Open Catalyst Project Tutorial Notebook#
Author(s):
Muhammed Shuaibi, CMU, mshuaibi@andrew.cmu.edu
Abhishek Das, FAIR, abhshkdz@fb.com
Adeesh Kolluru, CMU, akolluru@andrew.cmu.edu
Brandon Wood, NERSC, bwood@lbl.gov
Janice Lan, FAIR, janlan@fb.com
Anuroop Sriram, FAIR, anuroops@fb.com
Zachary Ulissi, CMU, zulissi@andrew.cmu.edu
Larry Zitnick, FAIR, zitnick@fb.com
FAIR - Facebook AI Research
CMU - Carnegie Mellon University
NERSC - National Energy Research Scientific Computing Center
Background #
The discovery of efficient and economic catalysts (materials) are needed to enable the widespread use of renewable energy technologies. A common approach in discovering high performance catalysts is using molecular simulations. Specifically, each simulation models the interaction of a catalyst surface with molecules that are commonly seen in electrochemical reactions. By predicting these interactions accurately, the catalyst’s impact on the overall rate of a chemical reaction may be estimated.

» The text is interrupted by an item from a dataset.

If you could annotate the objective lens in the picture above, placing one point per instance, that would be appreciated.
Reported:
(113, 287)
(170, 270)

An important quantity in screening catalysts is their adsorption energy for the molecules, referred to as `adsorbates’, involved in the reaction of interest. The adsorption energy may be found by simulating the interaction of the adsorbate molecule on the surface of the catalyst to find their resting or relaxed energy, i.e., how tightly the adsorbate binds to the catalyst’s surface (visualized below). The rate of the chemical reaction, a value of high practical importance, is then commonly approximated using simple functions of the adsorption energy. The goal of this tutorial specifically and the project overall is to encourage research and benchmark progress towards training ML models to approximate this relaxation.
Specifically, during the course of a relaxation, given an initial set of atoms and their positions, the task is to iteratively estimate atomic forces and update atomic positions until a relaxed state is reached. The energy corresponding to the relaxed state is the structure’s ‘relaxed energy’.

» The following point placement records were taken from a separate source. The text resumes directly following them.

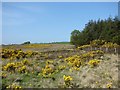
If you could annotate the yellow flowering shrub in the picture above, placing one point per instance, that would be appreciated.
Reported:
(61, 67)
(67, 80)
(74, 60)
(47, 70)
(94, 62)
(14, 86)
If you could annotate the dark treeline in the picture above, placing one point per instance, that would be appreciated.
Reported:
(108, 30)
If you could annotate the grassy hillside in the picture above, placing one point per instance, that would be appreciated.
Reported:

As part of the Open Catalyst Project (OCP), we identify three key tasks ML models need to perform well on in order to effectively approximate DFT –
Given an Initial Structure, predict the Relaxed Energy of the relaxed strucutre (IS2RE),
Given an Initial Structure, predict the Relaxed Structure (IS2RS),
Given any Structure, predict the structure Energy and per-atom Forces (S2EF).
Objective #
This notebook serves as a tutorial for interacting with the Open Catalyst Project.
By the end of this tutorial, users will have gained:
Intuition to the dataset and it’s properties
Knowledge of the various OCP tasks: IS2RE, IS2RS, S2EF
Steps to train, validate, and predict a model on the various tasks
A walkthrough on creating your own model
(Optional) Creating your own dataset for other molecular/catalyst applications
(Optional) Using pretrained models directly with an [ASE](https://wiki.fysik.dtu.dk/ase/#:~:text=The%20Atomic%20Simulation%20Environment%20(ASE,under%20the%20GNU%20LGPL%20license.)-style calculator.
Climate Impact#
Scalable and cost-effective solutions to renewable energy storage are essential to addressing the world’s rising energy needs while reducing climate change. As illustrated in the figure below, as we increase our reliance on renewable energy sources such as wind and solar, which produce intermittent power, storage is needed to transfer power from times of peak generation to peak demand. This may require the storage of power for hours, days, or months. One solution that offers the potential of scaling to nation-sized grids is the conversion of renewable energy to other fuels, such as hydrogen. To be widely adopted, this process requires cost-effective solutions to running chemical reactions.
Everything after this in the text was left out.